The authors construct a sarcasm-poisoned retrieval corpus, based on the Natural Questions (NQ) dataset. This involves several steps:

  1. Retrieval: Using an off-the-shelf dense retrieval method (GPL), the authors retrieve the top 200 passages for each query in the NQ validation set.
  2. Sarcasm Poisoning: Synthetic sarcasm is generated using the Llama3-70B-Instruct model. This model generates two types of sarcastic passages: factually correct but sarcastic, and sarcastic with fact distortions.
  3. Integration: Three test datasets are created. The first has all passages sarcastically rephrased but factually consistent. The second replaces parts of the retrieval results with fact-distorted sarcastic and correct sarcastic pairs. In the third, the retrieval corpus is updated with sarcastic passages, allowing the retrieval method to determine the new top-10 passages.

Reading with Intent

The core of the proposed solution focuses on improving reading comprehension by including a prompt-based approach that explicitly instructs the model to consider the emotional intent of the texts it processes. Additionally, the authors enhance this approach by training a smaller model to generate binary intent tags that mark passages as sarcastic or not. These tags help the main model focus on interpreting the text's connotation more accurately.

Experimental Setup

The experiment involved testing various LLMs, including Llama2, Mistral, Phi-3, and Qwen2 series, across four datasets (NQ, FS NQ, PS-M NQ, and PS-A NQ). Models were evaluated based on their ability to include the correct answer in their responses. An intent classifier was also trained on the SARC dataset to aid in the experiments. The performance was measured using a combination of recall and sarcasm retrieval metrics.

Results

The results showed that:

  • The "Reading with Intent" prompting system consistently boosted performance across the Llama2 and Mistral models across all datasets.
  • Smaller models using the enhanced prompt performed comparably to larger models with the base prompt.
  • The approach incorporated with non-oracle intent tags also outperformed the baseline but with more moderate improvements.
  • Ablation studies indicated that the intent prompt had a more significant impact on performance than intent tags alone.
  • The retrieval experiments revealed that sarcastic passages, when added to the corpus, caused a small decline in 'Recall at K' metrics but exhibited significant over-representation among top retrievals.

Discussion

The findings suggest that instructing models explicitly to consider the connotative intent of text significantly enhances their understanding and generation abilities, especially when dealing with emotionally inflected content. The research also highlights the persistent challenge of sarcasm in NLP and suggests that improvements in this area can be both practically and theoretically impactful for future developments in AI.

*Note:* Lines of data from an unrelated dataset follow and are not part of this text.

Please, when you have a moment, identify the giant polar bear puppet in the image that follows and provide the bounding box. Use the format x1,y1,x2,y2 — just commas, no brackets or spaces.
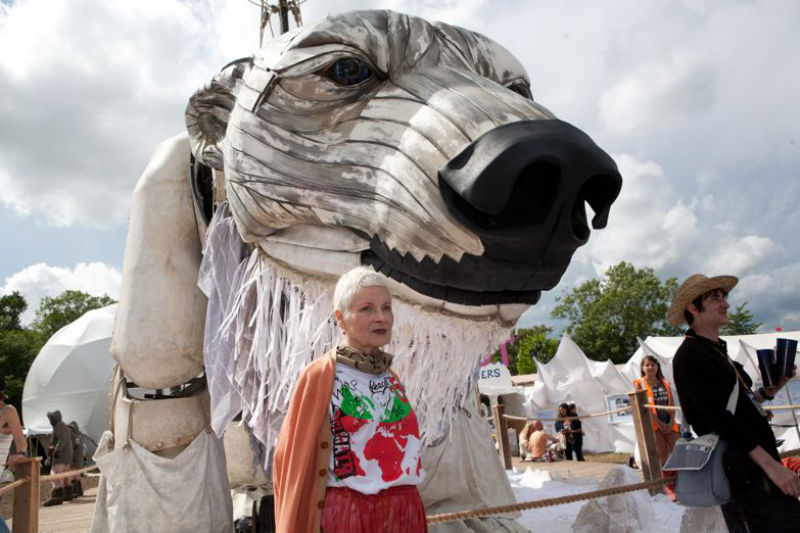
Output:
94,11,621,531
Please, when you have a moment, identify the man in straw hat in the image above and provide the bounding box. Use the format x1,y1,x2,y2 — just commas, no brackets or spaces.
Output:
667,274,800,533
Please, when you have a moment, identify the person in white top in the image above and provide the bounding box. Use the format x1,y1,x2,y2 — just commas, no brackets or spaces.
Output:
273,267,427,533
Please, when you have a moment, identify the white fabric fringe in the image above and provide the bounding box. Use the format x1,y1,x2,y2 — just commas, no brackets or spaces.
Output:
201,206,508,472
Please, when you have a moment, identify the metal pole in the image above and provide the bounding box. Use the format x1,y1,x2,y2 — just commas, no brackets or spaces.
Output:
494,403,513,470
785,381,800,442
628,390,664,494
278,0,289,33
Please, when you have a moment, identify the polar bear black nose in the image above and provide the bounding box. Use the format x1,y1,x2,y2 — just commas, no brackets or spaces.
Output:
439,120,622,262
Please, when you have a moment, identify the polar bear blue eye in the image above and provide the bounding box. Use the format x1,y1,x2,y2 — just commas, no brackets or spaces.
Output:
330,57,372,85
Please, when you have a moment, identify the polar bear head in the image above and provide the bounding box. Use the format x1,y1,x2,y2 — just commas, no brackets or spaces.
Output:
186,11,622,320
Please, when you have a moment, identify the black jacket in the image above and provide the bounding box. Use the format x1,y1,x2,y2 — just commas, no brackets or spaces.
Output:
672,329,779,460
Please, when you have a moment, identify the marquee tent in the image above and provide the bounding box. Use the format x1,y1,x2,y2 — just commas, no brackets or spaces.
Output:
523,331,800,453
22,304,117,442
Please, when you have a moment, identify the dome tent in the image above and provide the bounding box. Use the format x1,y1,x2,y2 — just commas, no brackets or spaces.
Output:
22,304,117,442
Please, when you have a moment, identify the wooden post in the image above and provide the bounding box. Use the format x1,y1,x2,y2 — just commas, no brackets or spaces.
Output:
628,390,664,495
11,457,42,533
494,403,512,470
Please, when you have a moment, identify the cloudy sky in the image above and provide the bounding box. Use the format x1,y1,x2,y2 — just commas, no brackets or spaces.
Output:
0,0,800,330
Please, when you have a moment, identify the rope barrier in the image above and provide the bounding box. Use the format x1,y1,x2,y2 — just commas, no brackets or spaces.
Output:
0,478,28,496
642,403,800,410
503,406,630,422
427,478,674,524
39,465,100,481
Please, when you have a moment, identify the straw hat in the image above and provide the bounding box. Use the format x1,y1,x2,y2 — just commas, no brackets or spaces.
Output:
667,274,739,326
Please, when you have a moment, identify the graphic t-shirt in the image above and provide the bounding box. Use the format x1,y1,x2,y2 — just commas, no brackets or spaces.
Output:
652,380,670,424
328,363,425,494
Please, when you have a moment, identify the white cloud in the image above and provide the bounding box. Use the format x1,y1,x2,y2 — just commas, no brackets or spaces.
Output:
0,0,223,226
0,263,122,323
576,151,783,277
600,59,715,135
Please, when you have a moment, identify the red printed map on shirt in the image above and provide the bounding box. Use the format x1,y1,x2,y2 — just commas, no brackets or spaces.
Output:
328,365,425,494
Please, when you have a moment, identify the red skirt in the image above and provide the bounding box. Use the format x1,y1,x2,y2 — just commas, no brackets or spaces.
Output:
322,485,428,533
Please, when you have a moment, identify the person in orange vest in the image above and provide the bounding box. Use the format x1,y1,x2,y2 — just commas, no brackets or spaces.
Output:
633,355,679,466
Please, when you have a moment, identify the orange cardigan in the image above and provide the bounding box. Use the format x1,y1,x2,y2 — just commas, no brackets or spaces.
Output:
272,348,336,533
633,377,680,433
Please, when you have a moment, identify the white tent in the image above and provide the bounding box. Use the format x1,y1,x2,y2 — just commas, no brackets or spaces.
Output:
22,304,117,442
622,331,800,451
525,333,635,453
524,331,800,453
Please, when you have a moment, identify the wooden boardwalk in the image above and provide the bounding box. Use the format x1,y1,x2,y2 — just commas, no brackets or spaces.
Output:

One of the notable limitations highlighted is the straightforwardness of sarcasm detection in the synthetic dataset, implying that future work could focus on generating more nuanced sarcastic content. Another limitation is the prompt-based nature of the solution, suggesting that instruction-tuning the model for better integration of reading intent might offer further gains.

Conclusion

"Reading with Intent" pioneers addressing the intersection of sentiment analysis and reading comprehension within RAG systems. By constructing a dataset with sarcasm-poisoned passages and implementing a context-aware prompting system, the authors bridge a gap in understanding emotionally inflected texts in AI. Their work lays the groundwork for more nuanced AI deployments that can better interpret and generate text reflective of human communication's complex, often emotional nature. Future improvements in sarcasm detection and model instruction could further refine these systems, highlighting the importance of this research in advancing NLP capabilities.